In the paper, they compare the probability density function (PDF) of four paintings from the same era of van Gogh's life to the theoretical distributions hypothesized by Kolmogorov. : Starry Night, Wheat Field with Crows, Two Peasant Women Digging in Field with Snow and Road with Cypress and Star. To do this, the authors computed autocorrelation functions of the luminance between pixels in the images across the entire paintings.
Here is the first thing to note -- although these paintings "look like turbulence," the authors are measuring the luminance and comparing to turbulence, not comparing the vortices shape/size/etc! The luminance is defined to be a scalar intensity of the color at each red-green-blue (RGB) pixel:
$$L = 0.299 R + 0.587 G + 0.114B $$
I cannot reproduce their figures here for copyright reasons, but it's definitely something worth seeing. The results from all of the paintings match very well with the theoretical distributions for velocity fluctuations. Which I was certainly surprised to see.
So, while I haven't seen the video to which you refer, it sounds like it took a grain of truth and misrepresented it. The structures/eddies/vortices in Starry Night are not turbulent structures. However, the luminance in the painting, and in several others, actually has the same characteristics as a turbulent flow.

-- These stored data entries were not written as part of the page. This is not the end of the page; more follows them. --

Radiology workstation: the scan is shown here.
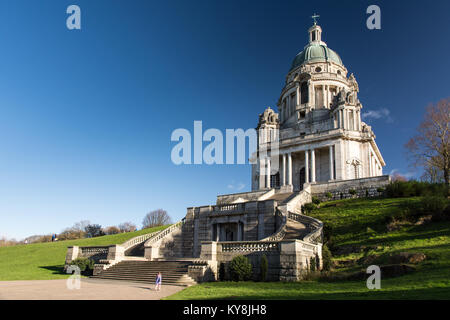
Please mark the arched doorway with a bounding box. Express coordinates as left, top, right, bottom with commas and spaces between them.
299, 167, 306, 190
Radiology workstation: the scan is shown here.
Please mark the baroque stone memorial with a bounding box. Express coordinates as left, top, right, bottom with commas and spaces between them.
66, 21, 390, 284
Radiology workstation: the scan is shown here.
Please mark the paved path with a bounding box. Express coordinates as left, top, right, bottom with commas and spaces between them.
0, 278, 185, 300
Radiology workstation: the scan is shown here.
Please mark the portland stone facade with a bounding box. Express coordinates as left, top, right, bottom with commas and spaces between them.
67, 21, 390, 284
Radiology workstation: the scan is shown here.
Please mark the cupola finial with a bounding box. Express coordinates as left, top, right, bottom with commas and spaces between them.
311, 13, 320, 25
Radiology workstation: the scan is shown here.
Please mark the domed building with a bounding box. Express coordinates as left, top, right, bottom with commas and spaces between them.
252, 21, 386, 191
76, 20, 391, 284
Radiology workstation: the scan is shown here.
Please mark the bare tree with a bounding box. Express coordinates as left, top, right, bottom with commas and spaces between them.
104, 226, 120, 235
72, 220, 91, 233
142, 209, 172, 229
118, 222, 137, 233
405, 98, 449, 186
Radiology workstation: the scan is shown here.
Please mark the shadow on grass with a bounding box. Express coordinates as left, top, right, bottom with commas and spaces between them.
39, 265, 66, 275
190, 286, 450, 300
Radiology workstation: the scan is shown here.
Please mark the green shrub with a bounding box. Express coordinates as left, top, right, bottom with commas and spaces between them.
386, 181, 448, 198
310, 256, 317, 272
260, 255, 268, 282
322, 245, 332, 271
365, 189, 369, 197
393, 196, 450, 222
70, 258, 95, 276
377, 187, 385, 193
303, 203, 317, 214
229, 256, 252, 281
326, 192, 333, 199
349, 189, 357, 196
312, 196, 321, 205
323, 223, 333, 245
366, 227, 376, 236
218, 262, 226, 281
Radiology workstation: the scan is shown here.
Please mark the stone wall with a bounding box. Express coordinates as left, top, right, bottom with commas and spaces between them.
183, 200, 280, 258
310, 175, 390, 201
199, 240, 321, 282
65, 245, 109, 265
216, 189, 271, 205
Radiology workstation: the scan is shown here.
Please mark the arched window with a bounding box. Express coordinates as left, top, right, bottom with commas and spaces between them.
301, 82, 309, 104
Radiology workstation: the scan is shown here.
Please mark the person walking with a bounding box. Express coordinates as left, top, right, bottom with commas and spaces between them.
154, 272, 162, 291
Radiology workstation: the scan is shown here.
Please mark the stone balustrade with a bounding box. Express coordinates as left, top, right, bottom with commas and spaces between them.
220, 241, 280, 253
199, 238, 321, 281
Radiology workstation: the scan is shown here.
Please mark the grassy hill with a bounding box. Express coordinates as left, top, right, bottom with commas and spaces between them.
0, 225, 167, 281
166, 197, 450, 299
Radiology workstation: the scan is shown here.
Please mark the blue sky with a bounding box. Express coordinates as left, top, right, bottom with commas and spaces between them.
0, 0, 449, 239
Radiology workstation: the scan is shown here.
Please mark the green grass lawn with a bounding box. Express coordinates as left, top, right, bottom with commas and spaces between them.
0, 225, 167, 281
166, 197, 450, 300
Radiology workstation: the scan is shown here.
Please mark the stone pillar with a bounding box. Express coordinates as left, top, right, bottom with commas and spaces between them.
321, 85, 325, 108
311, 149, 316, 182
296, 85, 300, 106
199, 241, 217, 261
107, 245, 125, 261
329, 145, 334, 180
305, 150, 309, 183
237, 223, 242, 241
282, 154, 286, 186
287, 153, 292, 185
358, 110, 362, 131
266, 157, 271, 188
215, 224, 219, 241
353, 110, 357, 131
65, 246, 80, 265
259, 157, 265, 190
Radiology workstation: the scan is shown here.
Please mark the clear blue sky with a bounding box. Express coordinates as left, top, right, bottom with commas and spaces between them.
1, 0, 449, 240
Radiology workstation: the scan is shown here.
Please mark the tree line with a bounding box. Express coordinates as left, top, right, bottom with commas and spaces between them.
1, 209, 172, 247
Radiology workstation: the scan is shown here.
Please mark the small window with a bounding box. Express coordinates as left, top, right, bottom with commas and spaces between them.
337, 70, 341, 75
312, 32, 316, 41
315, 67, 322, 73
300, 111, 306, 119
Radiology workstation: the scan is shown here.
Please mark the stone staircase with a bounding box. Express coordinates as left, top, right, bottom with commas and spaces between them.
282, 218, 309, 240
92, 260, 197, 286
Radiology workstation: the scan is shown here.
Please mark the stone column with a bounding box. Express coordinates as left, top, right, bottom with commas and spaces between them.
353, 110, 357, 131
282, 154, 286, 186
358, 110, 362, 131
311, 149, 316, 182
287, 153, 292, 185
65, 246, 80, 265
329, 145, 334, 180
266, 157, 271, 188
237, 223, 242, 241
305, 150, 309, 183
321, 85, 325, 108
259, 157, 265, 190
296, 85, 300, 106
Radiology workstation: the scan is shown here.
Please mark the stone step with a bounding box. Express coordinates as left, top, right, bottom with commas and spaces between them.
93, 260, 197, 286
282, 218, 308, 240
91, 276, 196, 285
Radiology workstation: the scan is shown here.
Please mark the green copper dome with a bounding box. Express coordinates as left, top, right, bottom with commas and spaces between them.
290, 43, 343, 70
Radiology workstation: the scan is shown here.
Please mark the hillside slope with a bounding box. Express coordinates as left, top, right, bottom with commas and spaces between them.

I'll close with the conclusions from the paper directly quoted:
In summary, our results show that Starry Night , and other impassioned van Gogh paintings, painted during periods of prolonged psychotic agitation transmitted the essence of turbulence with high realism. We use digital images of these paintings to show that the statistics of luminance contains the characteristic fingerprint of turbulent flow, according to a mathematical theory of turbulence based on the statistical approach developed by A. Kolmogorov. The analysis of the luminance of a painting presented here may be a useful tool for the relatively new field of using quantitative objective research for analyzing artwork.